Numerical simulation on borehole breakout and borehole size effect using discrete element method
Published on Sep 1, 2020in International journal of mining science and technology3.903
· DOI :10.1016/J.IJMST.2020.05.019
Abstract Estimation of horizontal stress magnitudes from borehole breakouts has been an attractive topic in the petroleum and mining industries, although there are critical research gaps that remain unfilled. In this paper, numerical simulation is conducted on Gosford sandstone to investigate the borehole breakout and its associated borehole size effect, including temperature influence. The discrete element method (DEM) model shows that the borehole breakout angular span is constant after the initial formation, whereas its depth propagates along the minimum horizontal stress direction. This indicates that the breakout angular span is a reliable parameter for horizontal stress estimation. The borehole size effect simulations illustrated the importance of borehole size on breakout geometries in which smaller borehole size leads to higher breakout initiation stress as well as the stress re-distribution from borehole wall outwards through micro-cracking. This implies that the stress may be averaged over a distance around the borehole and breakout initiation occurs at the borehole wall rather than some distance into the rock. In addition, the numerical simulation incorporated the thermal effect which is widely encountered in deep geothermal wells.
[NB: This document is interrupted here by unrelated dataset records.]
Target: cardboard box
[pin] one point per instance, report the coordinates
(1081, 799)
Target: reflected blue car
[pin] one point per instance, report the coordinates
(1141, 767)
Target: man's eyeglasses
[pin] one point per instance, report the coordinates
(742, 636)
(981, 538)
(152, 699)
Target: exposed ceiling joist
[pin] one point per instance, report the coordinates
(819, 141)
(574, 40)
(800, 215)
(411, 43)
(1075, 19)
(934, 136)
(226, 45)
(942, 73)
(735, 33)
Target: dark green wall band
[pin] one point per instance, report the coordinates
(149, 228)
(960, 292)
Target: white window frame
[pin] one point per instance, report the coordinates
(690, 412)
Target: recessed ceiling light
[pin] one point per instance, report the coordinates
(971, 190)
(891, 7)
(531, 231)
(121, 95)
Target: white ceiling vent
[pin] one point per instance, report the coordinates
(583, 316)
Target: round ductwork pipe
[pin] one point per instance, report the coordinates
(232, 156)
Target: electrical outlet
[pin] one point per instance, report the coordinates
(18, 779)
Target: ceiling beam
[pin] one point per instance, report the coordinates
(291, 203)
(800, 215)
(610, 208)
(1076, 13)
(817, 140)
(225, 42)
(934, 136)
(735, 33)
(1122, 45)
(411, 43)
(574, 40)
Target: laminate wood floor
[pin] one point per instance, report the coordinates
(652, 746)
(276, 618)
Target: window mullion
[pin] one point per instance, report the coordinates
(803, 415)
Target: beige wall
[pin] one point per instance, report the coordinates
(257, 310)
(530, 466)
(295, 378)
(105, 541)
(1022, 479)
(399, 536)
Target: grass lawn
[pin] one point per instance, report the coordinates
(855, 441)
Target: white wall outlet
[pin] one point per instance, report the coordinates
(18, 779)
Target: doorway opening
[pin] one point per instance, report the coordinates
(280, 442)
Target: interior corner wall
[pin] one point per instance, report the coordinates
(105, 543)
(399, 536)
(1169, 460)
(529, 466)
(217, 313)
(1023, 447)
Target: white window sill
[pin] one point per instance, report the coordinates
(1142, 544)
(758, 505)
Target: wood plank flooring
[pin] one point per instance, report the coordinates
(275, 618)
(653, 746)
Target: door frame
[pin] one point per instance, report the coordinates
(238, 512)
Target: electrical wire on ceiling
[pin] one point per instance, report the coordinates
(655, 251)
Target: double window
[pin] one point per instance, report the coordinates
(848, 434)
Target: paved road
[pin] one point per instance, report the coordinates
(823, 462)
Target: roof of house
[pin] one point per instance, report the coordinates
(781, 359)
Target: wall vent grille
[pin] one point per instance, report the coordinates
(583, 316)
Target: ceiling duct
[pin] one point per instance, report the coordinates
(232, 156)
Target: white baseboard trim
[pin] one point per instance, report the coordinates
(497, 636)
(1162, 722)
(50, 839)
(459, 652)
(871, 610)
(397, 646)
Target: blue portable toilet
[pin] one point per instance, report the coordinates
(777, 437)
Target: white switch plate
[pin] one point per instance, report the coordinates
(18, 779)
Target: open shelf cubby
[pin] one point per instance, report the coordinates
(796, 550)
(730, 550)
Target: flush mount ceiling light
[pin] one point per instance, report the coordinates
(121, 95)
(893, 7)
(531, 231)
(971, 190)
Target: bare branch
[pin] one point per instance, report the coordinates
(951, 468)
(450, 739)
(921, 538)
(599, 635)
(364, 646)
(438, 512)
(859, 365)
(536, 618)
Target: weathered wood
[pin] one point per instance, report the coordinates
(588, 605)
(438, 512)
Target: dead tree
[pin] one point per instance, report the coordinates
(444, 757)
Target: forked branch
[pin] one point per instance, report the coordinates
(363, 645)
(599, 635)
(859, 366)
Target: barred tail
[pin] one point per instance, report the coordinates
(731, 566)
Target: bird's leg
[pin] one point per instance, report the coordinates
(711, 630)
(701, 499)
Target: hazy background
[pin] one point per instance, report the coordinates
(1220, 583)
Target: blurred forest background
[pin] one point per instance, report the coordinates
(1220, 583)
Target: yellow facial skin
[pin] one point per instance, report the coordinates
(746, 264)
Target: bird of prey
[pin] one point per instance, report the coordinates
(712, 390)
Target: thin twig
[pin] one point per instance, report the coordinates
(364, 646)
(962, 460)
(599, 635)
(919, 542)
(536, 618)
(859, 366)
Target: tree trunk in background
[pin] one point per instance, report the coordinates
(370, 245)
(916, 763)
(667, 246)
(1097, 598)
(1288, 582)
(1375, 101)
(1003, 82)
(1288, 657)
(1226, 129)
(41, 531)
Based on the results, the higher temperature led to lower breakout initiation stress with same borehole size, and more proportion of shear cracks was generated under higher temperature. This indicates that the temperature might contribute to the micro-fracturing mode and hence influences the horizontal stress estimation results from borehole breakout geometries. Numerical simulation showed that breakout shape and dimensions changed considerably under high stress and high temperature conditions, suggesting that the temperature may need to be considered for breakout stress analysis in deep locations.